Image: Mike Duke
Rajesh Nirgude  /  AP file
Wal-Mart Vice Chairman Mike Duke, right, takes reporters' questions with Bharti Enterprise Joint Managing Director Rajan Mittal in Mumbai, India, in February. The two companies will set up a wholesale supply business for smaller retailers.
updated 8/6/2007 6:40:16 PM ET 2007-08-06T22:40:16

Wal-Mart Stores Inc. and India’s Bharti Enterprises signed a deal Monday to jointly build wholesale outlets that will buy goods from farmers and small manufacturers and sell to retailers through a nationwide supply chain.

The deal may help the U.S. company eventually gain a foothold in India’s booming, but much protected, retail business, which is currently dominated by an estimated 12 million mom and pop shops.

Indian laws do not allow multi-brand foreign retailers to sell directly to consumers, but they can run wholesale operations and provide back-end support to Indian retailers. Indian companies are also allowed to operate stores selling foreign brands under franchise from their producers.

Bentonville, Ark.-based Wal-Mart and Bharti Enterprises appeared to have worked around these rules, hoping to get the U.S. retail giant an entry into the massive Indian market.

The companies signed two separate agreements, which Bharti’s Managing Director Rajan B Mittal said conform to existing rules and regulations.

Under the first agreement, the two companies will set up “a 50-50 venture for wholesale cash-and-carry and back-end supply chain management operation in India,” a joint statement said.

The joint venture “will help drive efficiencies across the supply chain and work toward the betterment of India’s farmers, manufacturers and retailers,” the statement quoted Wal-Mart Vice Chairman Mike Duke as saying.

Wal-Mart currently imports about $600 million worth goods from India, a fraction of what its buys from China for its stores worldwide.

A separate franchise agreement signed Monday would allow Wal-Mart to share its technology and expertise with for a chain of retail stores that Bharti plans to build through its fully-owned subsidiary — Bharti Retail Ltd. It is not yet clear if Bharti’s retail would also be able to display the Wal-Mart brand.

The deal faces political opposition and scrutiny from the government.

Wal-Mart is not the only company eyeing India’s retail market, which is estimated to be worth more than $250 billion and growing at 20 percent every year.

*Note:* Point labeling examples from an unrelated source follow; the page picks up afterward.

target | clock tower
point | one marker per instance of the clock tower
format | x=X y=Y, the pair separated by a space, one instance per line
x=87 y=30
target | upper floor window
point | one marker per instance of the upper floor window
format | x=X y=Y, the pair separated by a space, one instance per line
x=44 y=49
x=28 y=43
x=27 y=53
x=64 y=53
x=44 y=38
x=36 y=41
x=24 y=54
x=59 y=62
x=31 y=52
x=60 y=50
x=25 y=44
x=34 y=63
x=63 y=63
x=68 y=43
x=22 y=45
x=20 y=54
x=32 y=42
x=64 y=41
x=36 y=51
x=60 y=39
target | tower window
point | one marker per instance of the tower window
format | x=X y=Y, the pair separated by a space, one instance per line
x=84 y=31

Global retailers like Carrefour SA of France, Tesco PlC of Britain and Metro AG of Germany have lobbied the Indian government to liberalize retail trade. Opposition from powerful leftist allies has, however, prevented the Indian government from allowing foreign retailers open their own stores here and forced companies like Wal-Mart to explore alternatives.

If cleared, the deal with Bharti would mark Wal-Mart’s first entry into a large country in a decade — the last one was China, said Raj Jain, head of Wal-Mart’s India operations.

The first wholesale cash-and-carry facility is targeted to open by the end of next year. Over the next seven years, the venture is expected to open 10 to 15 such facilities and employ about 5,000 people.

Both companies declined to comment on financial details.

A typical wholesale facility will stand between 50,000 and 100,000 square feet and sell a range of fruits and vegetables, groceries and staples, stationery, footwear, clothing, consumer durables and other general merchandise items, said Jain.